Bu karar, üniversitenin öğretim de dahil olmak üzere kamu yararına faaliyet gösteren bir kamu kurumu olduğu gerekçesiyle yerel mahkemeler tarafından bozulmuştur.
Yerel mahkeme, amfilerin tıpkı bir mahkeme salonu veya parlamento gibi, öğretim üyelerinin asla yalnız kalmadıkları bir çalışma alanı olduğu ve bu nedenle de ihlal edilebilecek bir gizlilik hakkının bulunmadığı gerekçesiyle toplanan verilerin kişisel veri olarak değerlendirilemeyeceğine karar vermiştir.
AİHM’e göre ise, üniversite amfileri öğretmenlerin işyerleridir ve sadece öğrencilere öğretim faaliyetinde bulundukları bir yer değildir. Amfiler aynı zamanda öğretmenlerin öğrencilerle etkileşime girdikleri, karşılıklı ilişkilerini geliştirdikleri ve sosyal kimliklerini inşa ettikleri yerdir.

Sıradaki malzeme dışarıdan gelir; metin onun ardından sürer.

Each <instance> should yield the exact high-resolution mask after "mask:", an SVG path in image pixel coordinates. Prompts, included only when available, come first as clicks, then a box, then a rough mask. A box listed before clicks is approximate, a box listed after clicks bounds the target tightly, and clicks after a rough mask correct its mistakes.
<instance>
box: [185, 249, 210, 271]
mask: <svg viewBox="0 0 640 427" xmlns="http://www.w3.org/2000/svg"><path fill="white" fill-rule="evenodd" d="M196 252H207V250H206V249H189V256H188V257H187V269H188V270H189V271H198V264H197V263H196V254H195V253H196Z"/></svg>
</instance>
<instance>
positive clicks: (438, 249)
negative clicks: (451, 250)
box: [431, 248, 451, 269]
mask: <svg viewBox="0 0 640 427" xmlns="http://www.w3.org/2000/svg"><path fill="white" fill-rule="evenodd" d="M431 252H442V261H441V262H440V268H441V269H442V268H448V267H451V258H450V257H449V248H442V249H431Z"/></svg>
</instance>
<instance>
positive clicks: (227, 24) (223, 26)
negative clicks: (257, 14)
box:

Kararda, işçilerin gizli kamera ile gözetlenmesinin özel hayata hatırı sayılır bir müdahale olduğunun mahkemece zaten kabul edildiği, kameranın gizli olmaması, aleni olması durumunda dahi mahkemenin bu kabulden ayrılmasını gerektirecek bir sebebin bulunmadığı ifade edilmiştir.
Ayrıca mahkeme, işçilerin özel hayatı ile ilgili kısıtlamaların yapıldığı işyerlerinde dahi, sosyal hayatın sıfıra indirilemediğini, özel hayatın kısıtlandığı işyerlerinde dahi, özel hayata saygı hakkının var olmaya devam ettiğini ifade etmiştir.
Mahkeme, üniversite amfilerinde gizli olmayan kamera ile toplanan verilerin başvuranların özel hayatı ile ilgili olduğuna ve 8. Maddenin uygulanabilir olduğuna karar vermiştir.
Kamera gözetimi yapılabilmesi için gerekli koşullar, Fransız ilgili mevzuatında (Kişisel Verilerin Korunması Yasası’nın 36. maddesi) açıkça belirtilmiştir. Ancak, mevcut davada, Kişisel Verilerin Korunması Ajansı kararında da yer aldığı üzere bu koşullar gerçekleşmemiştir.
Mahkeme, dörde üç oy çokluğu ile, başvuranların özel hayatlarına yönelik müdahalenin, 8. Madde bağlamında yasaya uygun olmadığı sonucuna varmış ve 1.000 Euro manevi tazminata hükmetmiştir.